パッショーネの事業所で作業をする利用者(画像を一部処理しています)
パッショーネの事業所で作業をする利用者(画像を一部処理しています)

 活動拠点はJR山陰線・嵯峨嵐山駅から徒歩約10分の法人事業所。潰瘍性大腸炎やクローン病、パーキンソン病などの難病や精神疾患の患者37人(2月8日現在)が、体調や通院に合わせて就労している。

 仕事は企業のホームページ作成・管理、通販サイトの運営などのIT関連と、草木染めストールやピアスなどの折り紙アクセサリー、手芸などの企画、製作、販売。多彩なハンドメイドの仕事を、利用者の希望や得意分野に応じて配分する。通所が困難な利用者は、在宅勤務も可能だ。

 30代の女性利用者は「難病を抱える同じ立場の仲間ができて、本当に心強い。いろんな悩みも相談でき、より前向きに生活できる。パッショーネは大事なファミリー的存在」と語る。

 事業所は、難病患者が前向きに生きる礎になっている。

日本経済に活気与える

 神社仏閣がアニメの聖地としても知られている京都。パッショーネは、この立地を生かしたアイテムを掘り起こし、熱心なアニメファンにアピールしている。神社仏閣を舞台にした人気アニメにちなんだグッズを作り、通販サイトや地元の観光土産店などで販売している。

 新選組隊士をデザインした缶バッジや、下鴨神社にある世界文化遺産・糺の森に住むタヌキを描いた手拭いはすでに商品化し、アニメファンや観光客らに好評だ。

利用者が作った折り鶴ピアス
利用者が作った折り鶴ピアス
利用者が作った新選組隊士の缶バッジ
利用者が作った新選組隊士の缶バッジ

 今月27日には、文化庁が京都に移転する。上野山理事長は「文化庁の京都移転をきっかけに、神社仏閣にアプローチして連携し、アニメの聖地ならではのアニメグッズをもっと作りたい」と意気込む。

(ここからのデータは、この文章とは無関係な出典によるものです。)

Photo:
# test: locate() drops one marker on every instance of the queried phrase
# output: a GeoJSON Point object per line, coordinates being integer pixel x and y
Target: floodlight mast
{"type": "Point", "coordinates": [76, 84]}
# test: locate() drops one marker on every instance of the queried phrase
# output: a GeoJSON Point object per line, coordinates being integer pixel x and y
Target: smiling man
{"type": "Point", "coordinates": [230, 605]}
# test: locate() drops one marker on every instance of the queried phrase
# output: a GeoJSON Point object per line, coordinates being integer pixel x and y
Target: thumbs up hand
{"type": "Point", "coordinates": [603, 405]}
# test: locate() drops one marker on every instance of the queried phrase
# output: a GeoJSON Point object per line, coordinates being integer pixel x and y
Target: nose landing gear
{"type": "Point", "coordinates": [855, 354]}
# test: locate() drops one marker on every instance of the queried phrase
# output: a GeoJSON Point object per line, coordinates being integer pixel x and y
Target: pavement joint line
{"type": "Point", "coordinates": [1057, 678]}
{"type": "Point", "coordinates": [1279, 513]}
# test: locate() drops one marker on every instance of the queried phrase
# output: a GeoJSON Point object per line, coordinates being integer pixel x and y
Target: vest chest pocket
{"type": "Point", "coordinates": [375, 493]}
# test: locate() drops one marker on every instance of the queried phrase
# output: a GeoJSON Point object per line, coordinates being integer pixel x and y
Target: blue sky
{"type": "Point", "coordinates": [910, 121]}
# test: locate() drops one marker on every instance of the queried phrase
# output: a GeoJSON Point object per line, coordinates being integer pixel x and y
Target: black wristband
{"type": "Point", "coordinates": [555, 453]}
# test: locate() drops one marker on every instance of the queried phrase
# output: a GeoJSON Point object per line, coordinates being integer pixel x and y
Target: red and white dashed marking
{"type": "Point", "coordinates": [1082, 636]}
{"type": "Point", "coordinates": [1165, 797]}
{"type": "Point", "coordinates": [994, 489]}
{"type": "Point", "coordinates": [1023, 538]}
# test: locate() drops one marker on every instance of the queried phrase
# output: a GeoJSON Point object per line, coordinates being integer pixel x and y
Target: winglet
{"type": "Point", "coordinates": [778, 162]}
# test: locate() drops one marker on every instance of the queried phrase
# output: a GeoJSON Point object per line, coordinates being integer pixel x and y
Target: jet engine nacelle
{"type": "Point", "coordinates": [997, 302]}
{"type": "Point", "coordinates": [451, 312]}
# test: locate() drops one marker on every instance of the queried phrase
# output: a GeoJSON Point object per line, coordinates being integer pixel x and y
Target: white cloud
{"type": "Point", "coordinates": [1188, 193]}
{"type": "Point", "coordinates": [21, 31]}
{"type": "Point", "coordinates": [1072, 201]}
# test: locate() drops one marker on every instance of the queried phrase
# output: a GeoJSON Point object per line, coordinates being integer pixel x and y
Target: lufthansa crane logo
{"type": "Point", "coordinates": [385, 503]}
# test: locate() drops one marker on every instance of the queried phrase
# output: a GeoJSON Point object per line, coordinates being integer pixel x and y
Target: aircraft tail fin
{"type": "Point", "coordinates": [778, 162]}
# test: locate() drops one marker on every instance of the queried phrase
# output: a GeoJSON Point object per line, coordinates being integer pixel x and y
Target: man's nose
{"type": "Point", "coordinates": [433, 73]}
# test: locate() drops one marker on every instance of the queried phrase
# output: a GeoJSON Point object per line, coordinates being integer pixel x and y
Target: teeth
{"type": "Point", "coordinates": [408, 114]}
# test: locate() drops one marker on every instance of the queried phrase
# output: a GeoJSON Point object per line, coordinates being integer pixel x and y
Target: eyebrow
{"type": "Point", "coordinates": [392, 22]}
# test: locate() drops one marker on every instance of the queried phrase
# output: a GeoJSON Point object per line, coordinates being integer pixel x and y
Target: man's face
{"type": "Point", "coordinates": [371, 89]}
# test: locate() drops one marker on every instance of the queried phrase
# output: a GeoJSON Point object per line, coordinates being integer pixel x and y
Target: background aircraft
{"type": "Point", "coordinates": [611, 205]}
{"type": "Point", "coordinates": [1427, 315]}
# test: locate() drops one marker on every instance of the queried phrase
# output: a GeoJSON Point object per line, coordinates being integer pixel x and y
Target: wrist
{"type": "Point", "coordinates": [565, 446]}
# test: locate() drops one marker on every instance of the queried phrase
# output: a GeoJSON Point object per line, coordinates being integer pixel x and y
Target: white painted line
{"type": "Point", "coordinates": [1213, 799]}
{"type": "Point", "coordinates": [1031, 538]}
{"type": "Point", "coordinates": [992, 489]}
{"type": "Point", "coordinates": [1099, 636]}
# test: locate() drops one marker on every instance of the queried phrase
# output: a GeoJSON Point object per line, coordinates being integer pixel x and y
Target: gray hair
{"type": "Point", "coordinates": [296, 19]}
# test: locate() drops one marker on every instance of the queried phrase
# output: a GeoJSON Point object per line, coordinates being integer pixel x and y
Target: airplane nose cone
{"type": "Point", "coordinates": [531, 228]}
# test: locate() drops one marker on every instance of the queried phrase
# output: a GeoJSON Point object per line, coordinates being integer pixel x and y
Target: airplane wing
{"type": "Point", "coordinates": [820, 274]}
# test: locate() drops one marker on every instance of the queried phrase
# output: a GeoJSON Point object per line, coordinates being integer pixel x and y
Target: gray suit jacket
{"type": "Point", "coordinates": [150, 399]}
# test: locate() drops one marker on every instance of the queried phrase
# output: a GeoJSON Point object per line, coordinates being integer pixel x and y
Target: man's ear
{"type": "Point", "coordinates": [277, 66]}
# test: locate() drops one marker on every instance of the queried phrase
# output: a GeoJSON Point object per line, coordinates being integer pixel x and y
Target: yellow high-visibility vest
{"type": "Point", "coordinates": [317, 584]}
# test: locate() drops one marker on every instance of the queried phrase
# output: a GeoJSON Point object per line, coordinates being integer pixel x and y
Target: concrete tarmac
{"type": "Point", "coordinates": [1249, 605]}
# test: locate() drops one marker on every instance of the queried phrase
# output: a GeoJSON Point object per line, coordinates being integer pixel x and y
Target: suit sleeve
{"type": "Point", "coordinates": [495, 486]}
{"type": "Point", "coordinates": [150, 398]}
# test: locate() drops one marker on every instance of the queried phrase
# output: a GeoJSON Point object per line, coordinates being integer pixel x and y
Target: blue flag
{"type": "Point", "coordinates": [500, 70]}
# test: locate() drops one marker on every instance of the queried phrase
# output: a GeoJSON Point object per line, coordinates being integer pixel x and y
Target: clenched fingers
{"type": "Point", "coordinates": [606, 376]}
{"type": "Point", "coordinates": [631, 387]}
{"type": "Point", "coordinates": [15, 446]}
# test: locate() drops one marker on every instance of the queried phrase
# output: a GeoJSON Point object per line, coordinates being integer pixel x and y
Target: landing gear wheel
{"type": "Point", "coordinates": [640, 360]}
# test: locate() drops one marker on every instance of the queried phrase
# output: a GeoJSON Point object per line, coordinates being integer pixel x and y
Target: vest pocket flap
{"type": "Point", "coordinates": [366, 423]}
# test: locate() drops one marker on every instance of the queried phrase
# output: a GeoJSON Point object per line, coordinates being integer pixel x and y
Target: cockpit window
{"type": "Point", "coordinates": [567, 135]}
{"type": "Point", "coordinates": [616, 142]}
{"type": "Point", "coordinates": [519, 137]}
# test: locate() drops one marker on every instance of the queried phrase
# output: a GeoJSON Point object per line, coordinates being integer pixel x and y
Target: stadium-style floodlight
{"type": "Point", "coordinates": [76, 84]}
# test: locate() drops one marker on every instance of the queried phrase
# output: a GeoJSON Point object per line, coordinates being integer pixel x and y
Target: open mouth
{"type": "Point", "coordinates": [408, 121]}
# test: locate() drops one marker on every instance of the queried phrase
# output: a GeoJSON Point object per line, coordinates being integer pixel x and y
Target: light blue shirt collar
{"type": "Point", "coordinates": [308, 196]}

個別の難病名を記し、神社仏閣でご祈禱を受けたオリジナルのお守りも考案している。

 パッショーネは近い将来、社会福祉法人化して組織強化を図る一方、藍染めなど自社商品の海外販売(輸出)を目指す。

 「個人の能力を最大限に生かすことがパッショーネの主義。世の中に埋もれたままになっている難病患者の技能、労働力を社会の表舞台に出し、京都を発信源として日本経済に活気を与える存在になりたい」

 上野山理事長が難病患者の就労支援に注ぐ情熱(パッショーネ)は、どこまでも熱い。

【用語解説】難病

 発病の機構が明らかでない▽治療方法が確立していない▽希少な疾病▽長期の療養が必要―という四つの要件を満たす疾患。厚生労働省は、難病の中でも、患者数が一定数を超えないことや、客観的な診断基準が成立しているなどの条件を満たす疾患を「指定難病」としており、重症患者には医療費を助成している。2021年11月現在、潰瘍性大腸炎やパーキンソン病など338疾病が指定難病となっている。

【用語解説】就労継続支援A型事業

 障害者総合支援法で定められた就労支援サービスの一つ。通常の事業所に雇用されることが困難な障害者や難病患者らに対し、雇用契約を結んで就労・生産活動の機会や場所を提供したり、就労に必要な能力向上訓練などの支援を行ったりしている。